Affiliation: Department of Biochemistry and Molecular Biology, University of Iowa 

Abstract: DNA damage is a central feature of many genetic disorders, including cancer and cardiovascular disease. Living organisms have evolved a repertoire of molecular strategies to prevent or mitigate such damage. By studying these strategies, we can gain understanding into disease progression and novel therapies. Tardigrades, extremophiles capable of surviving harsh environments, employ unique protective mechanisms. Among them is the Damage Suppressor (Dsup) protein, which is known for its ability to protect DNA from radiation-induced damage. Interestingly, when expressed in human cells, Dsup increases radiotolerance, underscoring its potential pharmaceutical relevance. 

Despite this relevance, the biochemical and structural features that underlie Dsup’s protective function remain poorly understood. To address this gap, we investigated its biochemical and structural properties using a variety of approaches, including mass photometry, biolayer interferometry, small-angle X-ray scattering, and microfluidic modulation spectroscopy. Our results show that Dsup is largely intrinsically disordered yet binds DNA promiscuously and with high affinity through a multivalent interface. This interaction induces conformational changes in both Dsup and the DNA itself, suggesting a potential structural mechanism of protection. 

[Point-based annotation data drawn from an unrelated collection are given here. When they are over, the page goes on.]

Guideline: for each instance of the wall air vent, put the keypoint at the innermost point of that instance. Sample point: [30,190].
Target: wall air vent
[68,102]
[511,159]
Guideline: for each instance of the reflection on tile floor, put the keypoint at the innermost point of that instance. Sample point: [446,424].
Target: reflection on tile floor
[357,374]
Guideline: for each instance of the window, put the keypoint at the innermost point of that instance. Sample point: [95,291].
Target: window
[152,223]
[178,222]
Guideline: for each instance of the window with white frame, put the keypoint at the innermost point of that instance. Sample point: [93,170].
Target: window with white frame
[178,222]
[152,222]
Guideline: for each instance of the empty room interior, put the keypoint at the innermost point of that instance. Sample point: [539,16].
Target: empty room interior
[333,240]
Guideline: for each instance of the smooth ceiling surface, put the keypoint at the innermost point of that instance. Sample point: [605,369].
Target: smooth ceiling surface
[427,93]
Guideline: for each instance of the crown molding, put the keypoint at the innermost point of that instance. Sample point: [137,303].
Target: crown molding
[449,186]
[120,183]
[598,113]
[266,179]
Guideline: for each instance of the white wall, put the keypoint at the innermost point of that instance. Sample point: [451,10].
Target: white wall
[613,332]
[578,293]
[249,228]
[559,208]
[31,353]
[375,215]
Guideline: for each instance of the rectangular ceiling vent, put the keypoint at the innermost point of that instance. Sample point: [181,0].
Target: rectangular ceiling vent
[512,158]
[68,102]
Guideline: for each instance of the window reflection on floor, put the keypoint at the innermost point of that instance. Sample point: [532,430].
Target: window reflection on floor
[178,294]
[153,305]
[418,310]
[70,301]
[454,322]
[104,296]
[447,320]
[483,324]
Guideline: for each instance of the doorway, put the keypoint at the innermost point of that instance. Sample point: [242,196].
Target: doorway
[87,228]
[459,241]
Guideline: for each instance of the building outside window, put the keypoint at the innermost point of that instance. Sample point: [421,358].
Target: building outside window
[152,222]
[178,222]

We posit that Dsup modifies DNA structure—possibly by inducing partial unwinding—to reduce its vulnerability to radiation-induced damage. Together, these findings provide new insights into one of the key mechanisms that Tardigrades evolved to survive immense radiation. By revealing a potential structural mechanism for Dsup-mediated DNA protection, this work not only advances our understanding of tardigrade biology but also highlights the broader potential of Dsup-inspired strategies to enhance radiotolerance in human health and disease. 

Authors: Tyler J. Woodward and M. Todd Washington.